このように、最近は非常に多くのネットワーク機器で企業ネットワークは構成されています。昔に比べるとどんどん複雑になってきています。
耐障害性の対応
ネットワーク機器の多様化により、ネットワークトポロジの中に沢山登場人物が増えることになりました。それは、可用性の観点での検討事項が増加したことを意味します。単一障害点を排除するために、各機器を冗長構成にする必要があるのですが、その手順・設定方法・テクノロジーは機器によってまちまちです。スイッチをスタック構成にしたり、負荷分散装置は独自のHA構成にしたり。また、冗長化を考慮すると単純に配置する機器が倍になります。運用・保守担当社からすると作業量が増えますね。
多種ベンダー機器の増加
ネットワークトポロジ上に様々な種類(機能毎)の登場人物が多数登場する、それは様々なベンダーの機器によって構成されることを意味します。これまではCiscoメイン、負荷分散装置はF5程度だったものが、もっと色んなベンダーの機械が増えるわけです。
現在のネットワーク関連の課題
こんな感じで、企業ネットワークはどんどん複雑になってきてます。その結果、これまでよりも様々な課題が浮かび上がってきています。
- 様々な種類の機器のテクノロジーを知っている人がいないといけない
- 大量のネットワーク機器を設定する人員がいないといけない
- 様々なベンダーの機器の設定方法を知っている人がいないといけない
要約すると、色んな機械が増えた(そして、これからも増え続ける)訳です。
機器を増やすことはお金さえあれば比較的簡単です。

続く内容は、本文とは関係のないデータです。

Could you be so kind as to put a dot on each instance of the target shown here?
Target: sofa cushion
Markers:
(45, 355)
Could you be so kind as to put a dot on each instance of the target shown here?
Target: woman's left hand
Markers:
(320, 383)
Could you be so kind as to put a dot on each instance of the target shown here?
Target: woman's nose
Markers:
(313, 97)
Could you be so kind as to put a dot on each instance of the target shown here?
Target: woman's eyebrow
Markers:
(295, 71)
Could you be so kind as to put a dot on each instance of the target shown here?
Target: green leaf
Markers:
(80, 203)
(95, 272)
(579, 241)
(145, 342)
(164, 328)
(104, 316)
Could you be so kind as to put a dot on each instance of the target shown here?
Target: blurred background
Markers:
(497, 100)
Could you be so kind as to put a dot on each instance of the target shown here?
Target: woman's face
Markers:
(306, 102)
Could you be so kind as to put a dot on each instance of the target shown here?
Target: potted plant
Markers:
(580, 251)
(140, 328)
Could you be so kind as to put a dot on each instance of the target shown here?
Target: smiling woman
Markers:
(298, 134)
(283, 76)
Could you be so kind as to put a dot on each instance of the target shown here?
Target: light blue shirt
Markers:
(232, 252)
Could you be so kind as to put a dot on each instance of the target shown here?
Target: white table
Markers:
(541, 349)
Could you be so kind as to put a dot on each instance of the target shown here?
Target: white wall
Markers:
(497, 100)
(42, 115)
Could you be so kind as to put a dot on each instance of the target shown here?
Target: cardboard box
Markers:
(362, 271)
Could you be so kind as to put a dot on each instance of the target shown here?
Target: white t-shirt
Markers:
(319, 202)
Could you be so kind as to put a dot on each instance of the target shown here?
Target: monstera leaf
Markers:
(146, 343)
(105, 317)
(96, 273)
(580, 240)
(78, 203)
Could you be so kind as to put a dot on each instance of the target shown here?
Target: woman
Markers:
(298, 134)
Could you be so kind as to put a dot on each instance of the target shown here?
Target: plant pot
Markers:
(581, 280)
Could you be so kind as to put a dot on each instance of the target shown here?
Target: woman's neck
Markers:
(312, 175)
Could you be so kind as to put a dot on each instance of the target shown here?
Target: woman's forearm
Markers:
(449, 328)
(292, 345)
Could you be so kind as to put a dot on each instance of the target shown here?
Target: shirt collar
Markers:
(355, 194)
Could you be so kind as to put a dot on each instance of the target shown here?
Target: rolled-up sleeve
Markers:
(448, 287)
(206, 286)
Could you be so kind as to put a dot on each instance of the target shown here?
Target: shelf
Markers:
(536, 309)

でも、その機器のノウハウを持っている人員を常にアサインしておくことは非常に困難です。機器が増えるごとに現在の担当者のスキルの底上げをしたり、アウトソースするのも大変です。これは機器が増えれば増えるほど、ますます困難な課題となります。
SDNによって「ネットワークの設定」を集中的に行う
SDNでは、「ネットワーク機器を集中して設定するサーバー(以下設定サーバー)」みたいなものを配置します。
まず、ネットワーク機器が追加されると、設定サーバーに追加した機器情報を追加します(Software defineするわけですね。平たく言うと、プログラミングするわけです)。
ネットワーク機器の設定変更の必要性が出た場合、人間は設定サーバーに各ネットワーク機器に設定したい内容を登録します(正確には事前に登録した設定ロジックの一覧から、設定する命令を選択する)。
設定サーバーは選択された設定(Software defineした)ロジックで、各ネットワーク機器に設定を行います。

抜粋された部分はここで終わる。